Engineering Efficiency Explained | Developer Experience
Don Brown
November 15th, 2021
Top ten tips for pain-free pull requests
So my first step for you, if you're trying to improve your pull request process, is to measure how long it takes to do a pull request. There are a number of tools out there to measure how long your pull request takes. For example, here's one that I found on a quick Googling. It's called the Pull Request Analytics for Bitbucket. So if you're using Bitbucket, you can use this. You will get some graphs and start measuring how long it takes a pull request.
But, if you want a more general tool that measures this and other things, well, as you'd expect, I'm going to tell you, Sleuth is a great option. So with Sleuth, in particular this change lead time, it's going to be looking at how long you're encoding, how long you're waiting for someone to review, and how long you're reviewing. Very simple.

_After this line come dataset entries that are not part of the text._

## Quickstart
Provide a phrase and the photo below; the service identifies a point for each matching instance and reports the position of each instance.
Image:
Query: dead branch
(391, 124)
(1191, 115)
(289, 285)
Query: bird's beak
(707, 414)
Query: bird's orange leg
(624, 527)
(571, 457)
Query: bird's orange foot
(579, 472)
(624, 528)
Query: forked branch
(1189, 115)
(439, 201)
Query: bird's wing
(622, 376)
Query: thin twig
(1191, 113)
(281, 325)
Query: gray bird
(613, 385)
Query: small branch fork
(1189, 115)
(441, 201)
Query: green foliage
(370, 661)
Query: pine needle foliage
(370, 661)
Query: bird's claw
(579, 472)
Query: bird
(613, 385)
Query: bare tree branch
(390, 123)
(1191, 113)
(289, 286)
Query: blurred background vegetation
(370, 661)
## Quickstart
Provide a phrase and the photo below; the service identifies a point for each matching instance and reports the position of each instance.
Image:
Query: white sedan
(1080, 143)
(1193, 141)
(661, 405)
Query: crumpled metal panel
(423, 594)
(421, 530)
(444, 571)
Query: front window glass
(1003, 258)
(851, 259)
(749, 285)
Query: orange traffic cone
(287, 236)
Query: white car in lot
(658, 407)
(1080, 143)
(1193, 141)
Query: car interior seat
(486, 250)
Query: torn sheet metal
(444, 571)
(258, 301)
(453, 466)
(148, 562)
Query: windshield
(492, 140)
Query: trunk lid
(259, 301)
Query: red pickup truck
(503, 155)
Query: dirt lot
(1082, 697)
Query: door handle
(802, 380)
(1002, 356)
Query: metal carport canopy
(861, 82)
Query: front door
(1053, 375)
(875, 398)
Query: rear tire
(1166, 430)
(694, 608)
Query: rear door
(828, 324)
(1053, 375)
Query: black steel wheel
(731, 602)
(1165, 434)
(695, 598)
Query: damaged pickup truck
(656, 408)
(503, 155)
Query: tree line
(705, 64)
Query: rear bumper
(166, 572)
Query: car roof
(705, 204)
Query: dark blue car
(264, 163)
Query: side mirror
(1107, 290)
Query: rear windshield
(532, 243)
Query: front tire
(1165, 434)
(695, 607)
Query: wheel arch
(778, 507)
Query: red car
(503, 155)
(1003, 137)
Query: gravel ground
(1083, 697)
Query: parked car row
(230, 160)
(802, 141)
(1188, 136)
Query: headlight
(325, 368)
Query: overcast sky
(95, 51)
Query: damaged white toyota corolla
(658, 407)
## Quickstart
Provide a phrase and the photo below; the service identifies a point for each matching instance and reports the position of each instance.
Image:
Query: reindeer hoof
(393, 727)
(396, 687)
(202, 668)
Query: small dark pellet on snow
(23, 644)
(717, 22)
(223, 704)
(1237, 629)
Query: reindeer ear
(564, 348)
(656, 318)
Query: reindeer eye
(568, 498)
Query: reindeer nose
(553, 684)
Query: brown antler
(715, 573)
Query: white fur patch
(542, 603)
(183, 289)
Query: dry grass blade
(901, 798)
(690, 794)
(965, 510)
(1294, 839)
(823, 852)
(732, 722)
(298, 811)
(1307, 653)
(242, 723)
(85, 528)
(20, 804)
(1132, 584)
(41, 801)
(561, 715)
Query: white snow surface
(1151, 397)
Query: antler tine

Just find out how long your pull requests are taking. Then you can break it down further. And that's tip number two, focus on the biggest bucket.
So, before you can focus on the biggest bucket, you need to know what the biggest bucket is. First is, when you open a pull request, how long until the first person reviews it. We'll call that review lag time. Second is this number, how long once someone has done a review, does it take until it is done? And actually, that could probably be split into two, which is how long does it take until it's ready to be merged, and how long does it take to actually merge? And based on where the slowdown is, it depends on what kind of changes you're going to make to your process to fix those slowdowns.
So, for example, I'm going to give you the next two tips are going to be, what if waiting for the review is what's taking so long? This is your big bucket. As you can see for us, that's not the big bucket. But let's say that for your organization, this is the big bucket, which is review lag time.
Only assign one person to the pull request. A common problem of pull request is, you want people to review it. And you would think, "I'm just going to put everybody on the review." In a team of 15, that basically means that no one's going to do it. If everyone's responsible, no one's responsible. Now, it's not always one person. It might be two people. But the point is, you just want to narrow that down? You want to create responsibility. If I know that you're waiting on me, I'm going to be much more motivated to do it, than if you're waiting on anybody in my 15-person team.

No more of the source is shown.